Гальченко обегал их, так же как и высокие торфяные кочки, встававшие, как надолбы, на его пути.
Он перепрыгивал с разбега лужи, спотыкался, оскальзывался. Яловые сапоги не были приспособлены для такого бега. Вдобавок на них сразу же налипли комья раскисшей глины. Тогда Гальченко скинул сапоги, забросил их за спину и побежал налегке — босиком. Нет, не ощущал, по его словам, стужи, которая исходила от промороженной насквозь земли. Наоборот! Влажный мох приятно охлаждал разгоряченные ступни.

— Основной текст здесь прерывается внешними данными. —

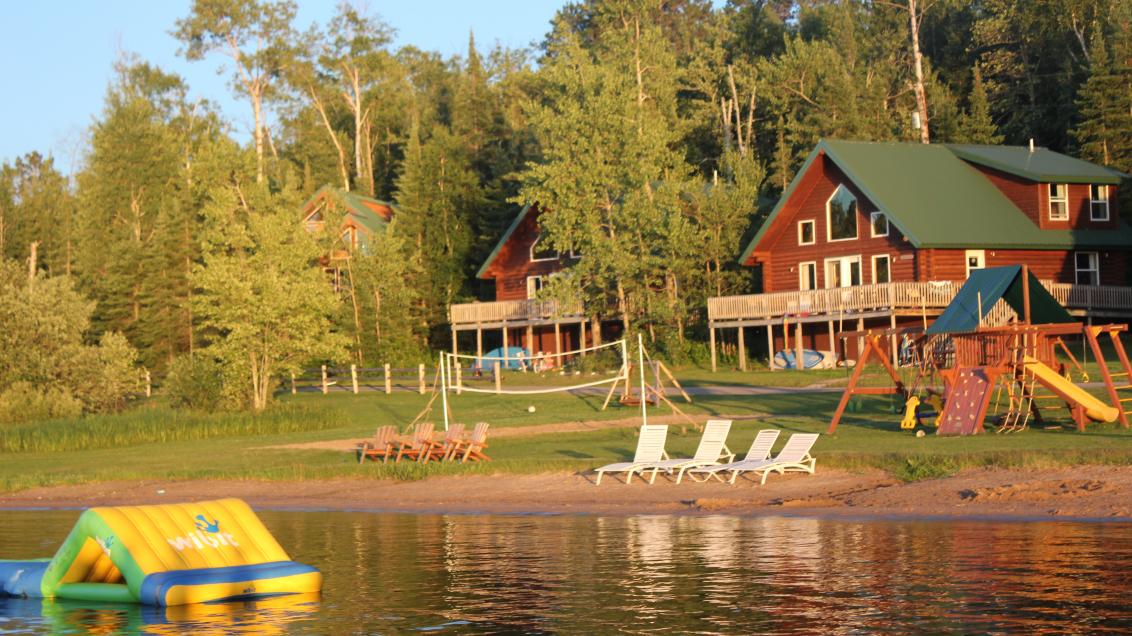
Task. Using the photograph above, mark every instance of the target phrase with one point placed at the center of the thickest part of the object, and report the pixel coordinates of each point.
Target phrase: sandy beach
(1085, 492)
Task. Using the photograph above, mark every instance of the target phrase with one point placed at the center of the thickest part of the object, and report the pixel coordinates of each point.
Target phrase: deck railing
(511, 310)
(901, 297)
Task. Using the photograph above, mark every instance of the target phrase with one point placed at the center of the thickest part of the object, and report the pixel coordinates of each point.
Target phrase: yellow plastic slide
(1094, 407)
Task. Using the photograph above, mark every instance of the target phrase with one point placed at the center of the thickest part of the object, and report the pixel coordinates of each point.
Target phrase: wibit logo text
(206, 535)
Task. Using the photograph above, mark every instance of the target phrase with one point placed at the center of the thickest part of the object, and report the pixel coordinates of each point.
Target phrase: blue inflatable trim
(156, 585)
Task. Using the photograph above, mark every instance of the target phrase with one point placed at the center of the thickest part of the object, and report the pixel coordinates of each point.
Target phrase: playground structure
(166, 555)
(969, 370)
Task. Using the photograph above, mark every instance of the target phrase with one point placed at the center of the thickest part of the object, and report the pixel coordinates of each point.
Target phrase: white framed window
(1087, 265)
(806, 233)
(807, 275)
(533, 286)
(842, 272)
(841, 215)
(975, 259)
(878, 224)
(1058, 202)
(882, 268)
(540, 250)
(1098, 203)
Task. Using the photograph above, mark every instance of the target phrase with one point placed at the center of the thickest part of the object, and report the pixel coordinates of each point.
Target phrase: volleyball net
(532, 374)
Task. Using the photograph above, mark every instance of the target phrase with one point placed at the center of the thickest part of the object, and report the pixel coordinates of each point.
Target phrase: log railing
(511, 310)
(903, 297)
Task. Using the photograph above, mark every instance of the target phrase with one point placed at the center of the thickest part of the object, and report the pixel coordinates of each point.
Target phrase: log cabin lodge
(867, 235)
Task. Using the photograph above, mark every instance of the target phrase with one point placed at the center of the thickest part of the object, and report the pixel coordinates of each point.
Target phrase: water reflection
(646, 574)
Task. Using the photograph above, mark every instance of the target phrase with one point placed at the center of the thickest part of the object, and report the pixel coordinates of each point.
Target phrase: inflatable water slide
(166, 555)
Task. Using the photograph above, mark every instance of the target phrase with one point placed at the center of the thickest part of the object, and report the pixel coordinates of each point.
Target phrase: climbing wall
(967, 403)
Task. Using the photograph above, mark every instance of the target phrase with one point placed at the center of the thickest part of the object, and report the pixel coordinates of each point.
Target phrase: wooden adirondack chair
(380, 446)
(418, 446)
(472, 447)
(443, 450)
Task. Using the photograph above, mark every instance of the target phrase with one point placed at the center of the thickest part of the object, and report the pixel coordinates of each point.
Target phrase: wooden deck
(849, 308)
(899, 299)
(512, 314)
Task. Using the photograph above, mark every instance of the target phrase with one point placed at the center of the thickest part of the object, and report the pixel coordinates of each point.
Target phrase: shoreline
(1082, 493)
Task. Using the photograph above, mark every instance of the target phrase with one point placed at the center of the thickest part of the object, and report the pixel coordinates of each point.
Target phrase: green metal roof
(1040, 164)
(356, 207)
(984, 288)
(503, 240)
(937, 200)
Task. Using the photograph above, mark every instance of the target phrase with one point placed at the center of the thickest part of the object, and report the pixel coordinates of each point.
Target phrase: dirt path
(1092, 492)
(351, 444)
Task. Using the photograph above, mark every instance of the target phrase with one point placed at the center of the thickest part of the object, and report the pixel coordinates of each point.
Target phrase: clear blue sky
(58, 56)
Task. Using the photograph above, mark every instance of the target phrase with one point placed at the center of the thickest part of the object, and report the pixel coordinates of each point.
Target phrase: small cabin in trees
(873, 234)
(357, 217)
(521, 264)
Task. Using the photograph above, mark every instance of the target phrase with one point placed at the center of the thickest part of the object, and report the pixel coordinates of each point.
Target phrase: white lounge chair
(650, 450)
(794, 457)
(712, 446)
(760, 452)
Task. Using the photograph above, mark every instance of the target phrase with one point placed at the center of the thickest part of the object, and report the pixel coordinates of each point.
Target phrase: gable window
(1098, 203)
(878, 223)
(882, 268)
(807, 276)
(976, 259)
(841, 215)
(541, 249)
(533, 286)
(1058, 202)
(350, 238)
(842, 272)
(1087, 265)
(806, 233)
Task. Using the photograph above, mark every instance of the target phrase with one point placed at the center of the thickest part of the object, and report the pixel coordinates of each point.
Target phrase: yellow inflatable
(168, 555)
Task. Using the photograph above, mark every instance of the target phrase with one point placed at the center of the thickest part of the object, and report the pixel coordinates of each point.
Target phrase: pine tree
(1104, 132)
(977, 127)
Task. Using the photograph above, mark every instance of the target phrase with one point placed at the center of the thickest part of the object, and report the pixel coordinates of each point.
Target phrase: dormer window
(841, 215)
(1058, 202)
(541, 250)
(1098, 203)
(878, 223)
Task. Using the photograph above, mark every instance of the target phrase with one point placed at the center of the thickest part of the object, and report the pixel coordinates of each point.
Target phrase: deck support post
(799, 347)
(743, 351)
(770, 346)
(711, 340)
(558, 342)
(506, 347)
(892, 341)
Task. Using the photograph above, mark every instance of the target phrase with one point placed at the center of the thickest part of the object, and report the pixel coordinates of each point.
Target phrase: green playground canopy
(983, 290)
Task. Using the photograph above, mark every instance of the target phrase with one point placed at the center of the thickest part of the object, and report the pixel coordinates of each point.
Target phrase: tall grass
(157, 426)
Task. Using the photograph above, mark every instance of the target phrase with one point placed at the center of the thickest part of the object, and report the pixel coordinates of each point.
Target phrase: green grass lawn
(153, 443)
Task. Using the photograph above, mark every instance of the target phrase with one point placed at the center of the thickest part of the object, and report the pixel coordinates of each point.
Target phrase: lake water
(642, 574)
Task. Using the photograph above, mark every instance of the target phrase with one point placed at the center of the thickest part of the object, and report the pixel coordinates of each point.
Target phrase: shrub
(24, 402)
(194, 383)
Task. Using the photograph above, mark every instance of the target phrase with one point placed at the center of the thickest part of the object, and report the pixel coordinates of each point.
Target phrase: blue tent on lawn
(984, 288)
(516, 359)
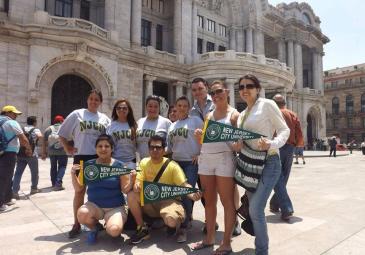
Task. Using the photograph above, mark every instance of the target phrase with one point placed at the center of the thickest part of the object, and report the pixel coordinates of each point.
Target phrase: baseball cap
(58, 119)
(11, 108)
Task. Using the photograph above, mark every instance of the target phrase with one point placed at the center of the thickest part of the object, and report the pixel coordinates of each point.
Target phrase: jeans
(191, 173)
(258, 200)
(32, 162)
(58, 168)
(281, 198)
(7, 164)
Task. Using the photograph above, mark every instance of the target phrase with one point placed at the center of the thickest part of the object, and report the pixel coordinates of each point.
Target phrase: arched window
(349, 104)
(363, 102)
(335, 105)
(306, 19)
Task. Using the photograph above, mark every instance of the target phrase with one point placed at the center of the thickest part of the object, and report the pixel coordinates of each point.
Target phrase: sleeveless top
(218, 147)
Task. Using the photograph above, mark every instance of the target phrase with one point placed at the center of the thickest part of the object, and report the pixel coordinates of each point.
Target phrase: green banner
(153, 192)
(218, 132)
(96, 172)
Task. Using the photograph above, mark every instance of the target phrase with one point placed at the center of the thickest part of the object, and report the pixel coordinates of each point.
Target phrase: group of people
(170, 152)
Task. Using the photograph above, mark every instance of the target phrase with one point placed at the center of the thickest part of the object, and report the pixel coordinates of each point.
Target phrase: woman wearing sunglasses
(216, 171)
(123, 131)
(150, 125)
(264, 117)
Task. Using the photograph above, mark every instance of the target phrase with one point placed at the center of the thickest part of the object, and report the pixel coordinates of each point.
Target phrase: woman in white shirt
(264, 117)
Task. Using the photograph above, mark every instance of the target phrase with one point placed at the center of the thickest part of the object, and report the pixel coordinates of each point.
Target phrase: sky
(343, 22)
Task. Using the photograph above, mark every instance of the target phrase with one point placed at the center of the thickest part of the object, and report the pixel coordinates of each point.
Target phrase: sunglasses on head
(121, 108)
(155, 147)
(216, 92)
(247, 86)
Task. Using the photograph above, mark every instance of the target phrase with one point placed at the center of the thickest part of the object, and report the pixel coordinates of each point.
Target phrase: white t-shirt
(148, 128)
(124, 146)
(181, 140)
(84, 127)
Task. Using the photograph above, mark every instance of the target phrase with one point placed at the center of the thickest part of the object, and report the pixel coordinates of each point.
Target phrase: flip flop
(222, 252)
(201, 245)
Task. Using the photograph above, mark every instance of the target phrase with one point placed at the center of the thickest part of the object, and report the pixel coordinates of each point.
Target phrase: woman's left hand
(264, 144)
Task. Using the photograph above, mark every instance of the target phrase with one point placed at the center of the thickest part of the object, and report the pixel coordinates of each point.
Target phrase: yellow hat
(10, 108)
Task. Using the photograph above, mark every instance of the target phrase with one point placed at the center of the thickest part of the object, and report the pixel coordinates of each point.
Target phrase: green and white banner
(96, 172)
(152, 192)
(214, 131)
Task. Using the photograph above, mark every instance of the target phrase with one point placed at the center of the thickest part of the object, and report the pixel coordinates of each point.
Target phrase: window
(161, 6)
(63, 8)
(349, 104)
(146, 33)
(210, 46)
(222, 30)
(363, 102)
(221, 48)
(159, 37)
(350, 123)
(200, 21)
(335, 105)
(211, 25)
(200, 46)
(85, 10)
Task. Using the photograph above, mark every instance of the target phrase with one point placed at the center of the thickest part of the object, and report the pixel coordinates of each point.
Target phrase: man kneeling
(171, 211)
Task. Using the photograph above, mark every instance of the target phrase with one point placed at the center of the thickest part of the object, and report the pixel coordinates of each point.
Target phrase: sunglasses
(247, 86)
(155, 147)
(216, 92)
(124, 108)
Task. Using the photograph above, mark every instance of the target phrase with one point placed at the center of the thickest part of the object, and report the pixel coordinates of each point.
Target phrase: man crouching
(158, 168)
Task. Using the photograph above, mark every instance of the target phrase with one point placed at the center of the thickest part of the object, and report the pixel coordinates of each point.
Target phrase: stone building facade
(345, 102)
(56, 50)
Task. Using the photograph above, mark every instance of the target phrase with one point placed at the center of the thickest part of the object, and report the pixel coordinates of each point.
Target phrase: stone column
(136, 23)
(149, 85)
(232, 39)
(259, 48)
(281, 51)
(240, 46)
(179, 89)
(249, 40)
(177, 27)
(291, 55)
(315, 71)
(232, 98)
(298, 65)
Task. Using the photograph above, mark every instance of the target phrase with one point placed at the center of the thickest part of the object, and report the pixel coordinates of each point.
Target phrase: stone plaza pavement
(328, 196)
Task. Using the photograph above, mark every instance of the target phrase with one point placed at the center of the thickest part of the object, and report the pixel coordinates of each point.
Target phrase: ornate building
(345, 102)
(56, 50)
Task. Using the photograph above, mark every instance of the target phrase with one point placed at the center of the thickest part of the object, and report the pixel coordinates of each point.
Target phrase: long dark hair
(130, 117)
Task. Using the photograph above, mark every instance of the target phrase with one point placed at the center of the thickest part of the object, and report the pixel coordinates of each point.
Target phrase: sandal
(201, 245)
(222, 252)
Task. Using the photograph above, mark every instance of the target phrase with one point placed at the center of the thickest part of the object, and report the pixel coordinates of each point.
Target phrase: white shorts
(220, 164)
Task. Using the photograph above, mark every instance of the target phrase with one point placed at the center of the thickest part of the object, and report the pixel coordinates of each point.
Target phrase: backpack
(32, 143)
(3, 141)
(53, 141)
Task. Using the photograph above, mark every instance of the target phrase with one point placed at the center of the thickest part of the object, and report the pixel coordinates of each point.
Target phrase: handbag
(249, 166)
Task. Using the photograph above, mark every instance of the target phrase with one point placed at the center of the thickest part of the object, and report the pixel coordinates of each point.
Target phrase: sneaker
(204, 228)
(58, 187)
(34, 191)
(141, 234)
(16, 196)
(181, 235)
(3, 208)
(91, 237)
(75, 231)
(11, 202)
(236, 229)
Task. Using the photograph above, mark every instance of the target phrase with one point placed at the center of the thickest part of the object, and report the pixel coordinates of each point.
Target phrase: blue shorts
(299, 151)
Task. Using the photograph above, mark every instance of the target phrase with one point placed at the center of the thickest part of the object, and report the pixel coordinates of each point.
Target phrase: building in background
(345, 103)
(56, 50)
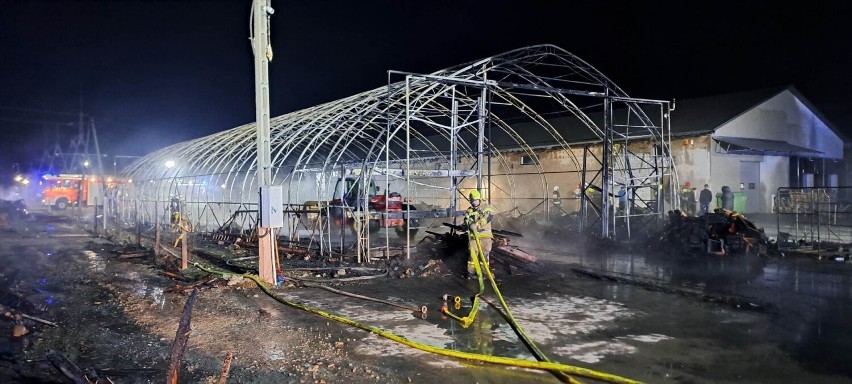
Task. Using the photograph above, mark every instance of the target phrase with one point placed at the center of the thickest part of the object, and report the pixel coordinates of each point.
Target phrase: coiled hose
(508, 361)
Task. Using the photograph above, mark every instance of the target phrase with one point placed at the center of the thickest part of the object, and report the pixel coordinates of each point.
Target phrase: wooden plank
(181, 338)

Посмотрела бы на него мать! Причитая, кинулась бы, наверное, готовить растирания-притирания и горячую ножную ванну с горчицей.
Споткнувшись о кочку, Гальченко упал. И снова запах тундры ударил ему в лицо.
Тут только — лежа — почувствовал он, что силы его на исходе. Чего бы на свете не отдал, лишь бы продолжать лежать так, не шевелясь, час, другой, чувствуя, как силы мало-помалу возвращаются к нему…
Но он переборол себя, вскочил и побежал. Ветер подталкивал его в спину. Когда они шли с Тюриным на веслах к Ведьминому Носу, ветер дул навстречу, тормозя движение. Сейчас он, спасибо ему, был с Гальченко заодно. Он торопил, подгонял, настойчиво свистел в уши: «Скорей, скорей!»